Full transcript with timing metrics (TTFAB, latency stats)
Combined audio file for playback review
Turn-by-turn conversation logs
Optional LLM-as-judge scoring via callbacks

Scale Testing¶

Run hundreds of conversations concurrently
Batch evaluation with progress tracking
Automated regression detection
Load testing capabilities

Pluggable Architecture¶

Custom TTS engines (ElevenLabs, Azure, etc.)
Custom LLM providers via PydanticAI
Custom evaluation callbacks
Extensible simulator protocols

Quick Example¶

from layercode_gym import LayercodeClient, UserSimulator

# Create a simple text-based simulator
simulator = UserSimulator.from_text(
    messages=[
        "Hello!

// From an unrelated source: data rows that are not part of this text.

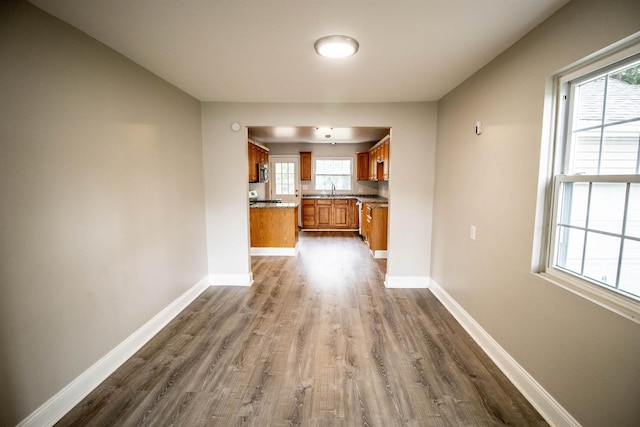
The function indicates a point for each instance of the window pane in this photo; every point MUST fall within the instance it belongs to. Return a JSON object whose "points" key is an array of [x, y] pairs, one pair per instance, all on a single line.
{"points": [[623, 100], [633, 212], [586, 152], [607, 206], [574, 204], [590, 102], [620, 149], [570, 248], [601, 258], [285, 179], [630, 269]]}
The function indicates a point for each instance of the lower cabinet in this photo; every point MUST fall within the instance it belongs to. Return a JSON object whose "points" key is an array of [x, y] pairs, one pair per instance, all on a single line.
{"points": [[330, 213], [324, 215], [308, 213]]}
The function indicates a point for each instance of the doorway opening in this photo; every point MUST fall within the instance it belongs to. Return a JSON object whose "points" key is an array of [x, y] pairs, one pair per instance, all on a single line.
{"points": [[337, 177]]}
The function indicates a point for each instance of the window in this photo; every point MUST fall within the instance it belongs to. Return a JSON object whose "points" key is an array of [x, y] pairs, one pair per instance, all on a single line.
{"points": [[595, 210], [333, 172], [285, 178]]}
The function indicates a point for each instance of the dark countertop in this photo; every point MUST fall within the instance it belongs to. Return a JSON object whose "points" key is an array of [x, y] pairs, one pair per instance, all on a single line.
{"points": [[358, 197], [273, 205]]}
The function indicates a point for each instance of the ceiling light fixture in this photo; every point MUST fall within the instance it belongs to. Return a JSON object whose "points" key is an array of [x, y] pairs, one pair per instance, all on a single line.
{"points": [[336, 46]]}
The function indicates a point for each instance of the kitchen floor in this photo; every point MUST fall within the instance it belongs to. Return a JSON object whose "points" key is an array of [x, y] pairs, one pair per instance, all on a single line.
{"points": [[317, 340]]}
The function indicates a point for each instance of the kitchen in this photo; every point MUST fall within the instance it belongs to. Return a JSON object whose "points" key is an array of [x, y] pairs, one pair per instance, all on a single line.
{"points": [[317, 179]]}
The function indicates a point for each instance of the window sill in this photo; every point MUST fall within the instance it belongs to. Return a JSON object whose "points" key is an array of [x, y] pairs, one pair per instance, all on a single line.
{"points": [[619, 304]]}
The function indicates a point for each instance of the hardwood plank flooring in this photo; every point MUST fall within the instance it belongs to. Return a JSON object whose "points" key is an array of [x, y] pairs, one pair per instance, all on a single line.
{"points": [[316, 341]]}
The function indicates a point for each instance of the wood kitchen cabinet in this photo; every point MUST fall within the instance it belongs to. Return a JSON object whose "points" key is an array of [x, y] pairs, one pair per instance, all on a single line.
{"points": [[340, 213], [365, 220], [305, 166], [385, 159], [256, 154], [308, 213], [379, 160], [323, 213], [362, 165], [377, 220], [329, 214]]}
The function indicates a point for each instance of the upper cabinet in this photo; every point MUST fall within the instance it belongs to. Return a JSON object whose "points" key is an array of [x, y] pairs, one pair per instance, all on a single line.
{"points": [[257, 154], [362, 165], [378, 160], [305, 166]]}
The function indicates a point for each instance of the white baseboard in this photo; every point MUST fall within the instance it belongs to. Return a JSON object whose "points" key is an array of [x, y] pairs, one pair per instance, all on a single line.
{"points": [[406, 281], [379, 253], [274, 251], [230, 279], [546, 405], [63, 401]]}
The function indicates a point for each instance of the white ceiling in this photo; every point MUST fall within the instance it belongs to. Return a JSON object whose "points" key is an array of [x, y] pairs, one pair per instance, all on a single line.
{"points": [[262, 50]]}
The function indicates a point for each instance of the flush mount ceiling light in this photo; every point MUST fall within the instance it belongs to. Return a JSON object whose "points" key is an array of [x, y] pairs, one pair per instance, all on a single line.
{"points": [[336, 46]]}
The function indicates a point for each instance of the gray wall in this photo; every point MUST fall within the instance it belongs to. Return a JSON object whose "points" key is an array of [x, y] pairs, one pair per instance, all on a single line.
{"points": [[587, 357], [102, 219], [410, 188]]}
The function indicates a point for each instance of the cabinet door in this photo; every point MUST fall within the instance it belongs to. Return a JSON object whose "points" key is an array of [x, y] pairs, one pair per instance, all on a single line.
{"points": [[362, 162], [305, 166], [373, 166], [385, 172], [253, 162], [308, 213], [340, 214], [323, 213], [353, 214], [378, 229]]}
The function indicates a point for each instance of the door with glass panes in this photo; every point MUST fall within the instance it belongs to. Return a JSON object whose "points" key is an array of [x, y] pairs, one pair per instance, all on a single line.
{"points": [[285, 179]]}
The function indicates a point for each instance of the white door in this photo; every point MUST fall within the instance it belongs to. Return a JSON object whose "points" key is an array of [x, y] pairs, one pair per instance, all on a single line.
{"points": [[285, 179]]}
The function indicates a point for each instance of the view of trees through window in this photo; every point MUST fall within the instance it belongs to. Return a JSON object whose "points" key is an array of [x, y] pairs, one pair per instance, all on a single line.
{"points": [[597, 234], [333, 172]]}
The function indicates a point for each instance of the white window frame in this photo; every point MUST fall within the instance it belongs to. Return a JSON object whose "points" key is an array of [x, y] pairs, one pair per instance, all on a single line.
{"points": [[557, 123], [315, 173]]}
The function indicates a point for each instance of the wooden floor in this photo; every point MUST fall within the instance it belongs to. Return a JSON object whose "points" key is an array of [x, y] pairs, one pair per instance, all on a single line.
{"points": [[316, 341]]}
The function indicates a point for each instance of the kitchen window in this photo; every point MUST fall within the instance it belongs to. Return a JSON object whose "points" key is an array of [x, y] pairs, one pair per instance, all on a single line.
{"points": [[333, 173], [285, 178], [594, 227]]}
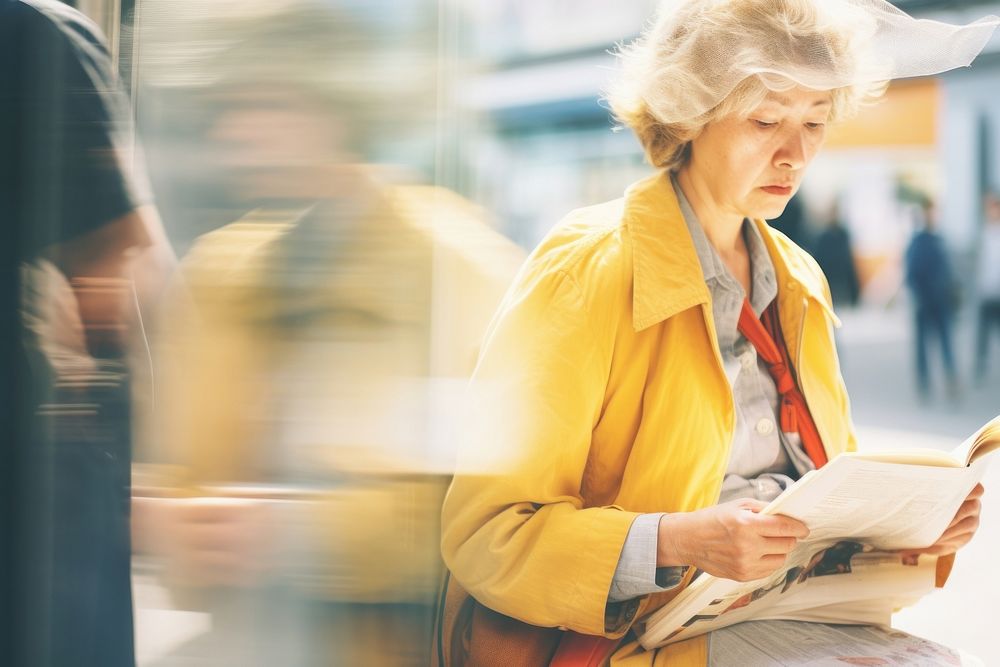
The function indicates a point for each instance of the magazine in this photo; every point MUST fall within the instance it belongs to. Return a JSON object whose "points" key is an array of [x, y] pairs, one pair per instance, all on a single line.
{"points": [[861, 509]]}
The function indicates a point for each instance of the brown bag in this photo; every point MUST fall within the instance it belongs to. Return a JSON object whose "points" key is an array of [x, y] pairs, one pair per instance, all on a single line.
{"points": [[467, 634]]}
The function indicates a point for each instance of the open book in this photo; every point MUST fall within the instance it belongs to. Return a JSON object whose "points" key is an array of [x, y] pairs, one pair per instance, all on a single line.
{"points": [[860, 509]]}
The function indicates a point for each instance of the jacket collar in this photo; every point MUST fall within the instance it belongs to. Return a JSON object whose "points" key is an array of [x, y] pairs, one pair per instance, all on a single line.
{"points": [[667, 276]]}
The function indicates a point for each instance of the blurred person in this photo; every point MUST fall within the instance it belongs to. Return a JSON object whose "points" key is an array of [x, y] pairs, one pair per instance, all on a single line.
{"points": [[833, 252], [83, 246], [315, 367], [932, 284], [988, 286], [634, 389]]}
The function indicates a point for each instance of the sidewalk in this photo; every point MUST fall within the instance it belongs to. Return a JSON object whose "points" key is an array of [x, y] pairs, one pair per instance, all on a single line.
{"points": [[877, 358]]}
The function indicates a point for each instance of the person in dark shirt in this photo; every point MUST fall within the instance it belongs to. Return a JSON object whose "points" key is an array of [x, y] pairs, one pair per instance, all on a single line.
{"points": [[931, 282], [80, 243], [832, 251]]}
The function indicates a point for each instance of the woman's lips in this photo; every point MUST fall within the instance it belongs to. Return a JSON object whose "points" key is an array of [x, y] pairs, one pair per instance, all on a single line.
{"points": [[778, 189]]}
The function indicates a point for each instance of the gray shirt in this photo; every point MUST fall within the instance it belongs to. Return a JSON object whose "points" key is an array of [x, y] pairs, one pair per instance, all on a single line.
{"points": [[763, 460]]}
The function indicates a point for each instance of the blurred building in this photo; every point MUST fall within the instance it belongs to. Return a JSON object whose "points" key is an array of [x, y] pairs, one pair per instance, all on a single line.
{"points": [[535, 140]]}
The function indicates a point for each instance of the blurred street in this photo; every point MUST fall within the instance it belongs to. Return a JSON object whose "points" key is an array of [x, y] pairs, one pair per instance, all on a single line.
{"points": [[877, 360]]}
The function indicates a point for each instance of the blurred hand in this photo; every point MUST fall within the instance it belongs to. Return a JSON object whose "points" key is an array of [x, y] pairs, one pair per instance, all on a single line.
{"points": [[209, 541], [959, 531], [731, 540]]}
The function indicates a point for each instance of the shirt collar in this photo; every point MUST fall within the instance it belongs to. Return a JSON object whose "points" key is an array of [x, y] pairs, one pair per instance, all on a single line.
{"points": [[667, 274]]}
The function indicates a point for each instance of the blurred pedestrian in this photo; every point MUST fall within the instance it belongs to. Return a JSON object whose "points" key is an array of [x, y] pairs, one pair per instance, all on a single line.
{"points": [[988, 285], [835, 255], [932, 284], [82, 246], [316, 365]]}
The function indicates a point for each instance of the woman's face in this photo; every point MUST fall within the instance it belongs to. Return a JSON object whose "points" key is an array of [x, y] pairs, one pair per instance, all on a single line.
{"points": [[751, 166]]}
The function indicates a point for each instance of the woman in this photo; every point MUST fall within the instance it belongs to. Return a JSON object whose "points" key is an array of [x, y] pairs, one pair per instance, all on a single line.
{"points": [[627, 428]]}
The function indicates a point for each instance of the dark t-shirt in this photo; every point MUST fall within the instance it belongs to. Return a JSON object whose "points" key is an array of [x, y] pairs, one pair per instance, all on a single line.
{"points": [[69, 125], [65, 169]]}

I'm interested in your services.",
        "Tell me more about pricing.",
        "Thank you, goodbye."
    ],
    send_as_text=True  # Fast, no TTS needed
)

# Run the conversation
client = LayercodeClient(simulator=simulator)
conversation_id = await client.run()

# Results saved to conversations/<conversation_id>/

Who Is This For?¶

Voice AI developers building production agents on Layercode
QA teams needing automated testing for voice interfaces
Product teams evaluating agent performance before launch
Researchers studying voice AI behavior at scale

What's Different?¶

Unlike manual testing in the Layercode dashboard:

Automated: Run tests programmatically without manual intervention
Scalable: Test hundreds of scenarios concurrently
Reproducible: Version control your test scenarios
Measurable: Get detailed metrics and analytics
Continuous: Integrate with CI/CD pipelines

Getting Started¶

Ready to test your voice AI agent? Head over to Getting Started to set up LayerCode Gym and run your first test.

Project Status¶

This is an unofficial project - not affiliated with or supported by Layercode. It's a community tool for developers who want to test their Layercode agents more thoroughly.

Contributions, bug reports, and feature requests are welcome on GitHub.